Doing “real” school work …
So while Baby Bear zoned out with the electronic babysitter, Little Bear and I tackled phonics. Today’s work included …
Then, Little Bear used her screen time to watch today’s coral reef episode of The Cat in the Hat Knows a Lot About That and complete Reading Eggs Lesson 45, while Baby Bear and I worked together a bit.
For Baby Bear, “school” is still very much defined in terms of “Play with me! Play with me!” Today’s “work” including building with Wee Wedgits, assembling her Fish Colors Mix N Match Peg Puzzle several times over and reviewing color names, identifying the ocean animals on her Melissa & Doug Wooden Animal Nesting Blocks, and sorting and stacking the blocks.
Sorting ocean animals from largest to smallest …
Baby Bear and I wrapped up our time with a few minutes of Wee Sing and Learn ABC play on the iPad.
Having gotten in her “Mommy time,” Baby Bear ran off to play on her own while Little Bear and I sat down to do math.

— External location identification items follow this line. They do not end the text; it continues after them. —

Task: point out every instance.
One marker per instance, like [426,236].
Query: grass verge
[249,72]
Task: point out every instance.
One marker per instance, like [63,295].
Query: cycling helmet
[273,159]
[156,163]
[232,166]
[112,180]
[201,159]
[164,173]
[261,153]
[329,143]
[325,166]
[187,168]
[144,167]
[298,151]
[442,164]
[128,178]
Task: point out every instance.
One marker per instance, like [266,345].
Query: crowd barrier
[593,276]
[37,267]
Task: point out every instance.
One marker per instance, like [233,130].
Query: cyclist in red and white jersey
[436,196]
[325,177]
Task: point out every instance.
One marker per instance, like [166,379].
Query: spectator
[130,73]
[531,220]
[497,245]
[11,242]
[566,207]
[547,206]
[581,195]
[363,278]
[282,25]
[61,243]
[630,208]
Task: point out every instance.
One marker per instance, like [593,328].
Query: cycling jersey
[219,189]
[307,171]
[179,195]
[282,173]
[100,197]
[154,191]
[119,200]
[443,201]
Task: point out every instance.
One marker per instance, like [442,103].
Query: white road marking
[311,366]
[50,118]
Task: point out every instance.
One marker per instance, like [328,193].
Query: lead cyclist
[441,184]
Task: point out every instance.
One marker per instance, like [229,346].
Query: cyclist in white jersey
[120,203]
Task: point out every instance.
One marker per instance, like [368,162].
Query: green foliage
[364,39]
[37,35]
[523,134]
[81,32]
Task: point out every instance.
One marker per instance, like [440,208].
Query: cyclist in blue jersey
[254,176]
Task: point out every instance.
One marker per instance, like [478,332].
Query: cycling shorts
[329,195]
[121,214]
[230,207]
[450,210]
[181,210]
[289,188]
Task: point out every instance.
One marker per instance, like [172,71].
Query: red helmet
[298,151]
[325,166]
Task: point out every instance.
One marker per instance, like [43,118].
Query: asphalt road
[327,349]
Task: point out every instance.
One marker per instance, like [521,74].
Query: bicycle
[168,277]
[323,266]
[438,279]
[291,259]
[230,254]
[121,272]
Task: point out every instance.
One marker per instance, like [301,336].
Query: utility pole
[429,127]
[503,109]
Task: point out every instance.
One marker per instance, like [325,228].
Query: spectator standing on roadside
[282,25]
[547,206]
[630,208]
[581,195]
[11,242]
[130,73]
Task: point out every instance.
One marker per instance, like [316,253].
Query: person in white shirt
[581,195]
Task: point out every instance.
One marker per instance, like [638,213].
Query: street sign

Today’s work included …
- yesterday and today’s practice sheets from Daily Math Practice, Grade 1;
- 15 minutes of Miquon Math (counting, more/less, review of even/odd numbers; numeral formation)
- counting to 100 by 5’s
- a quick lesson in adding single-digit numbers to 10
We ended our school time with a game of POP for Sight Words Game, which Little Bear won easily with a bit of help from her sister. (Baby Bear can’t read yet, but she wanted to play too, so she drew word cards for Mommy to read. She took great delight in digging POP! cards out of the box, repeatedly forcing Mommy to return all of our popcorn sight words to the box. …)
More play time was followed by dinner, bath, three more ocean-themed read-alouds (during which Baby Bear succumbed to sleep), and two more chapters of Robinson Crusoe (which ushered Little Bear up to the brink of sleep).
Hopefully, we’ll soon be able to get back onto some semblance of a normal schedule. But for today, the girls proved themselves quite capable of filling the hours with fun and learning.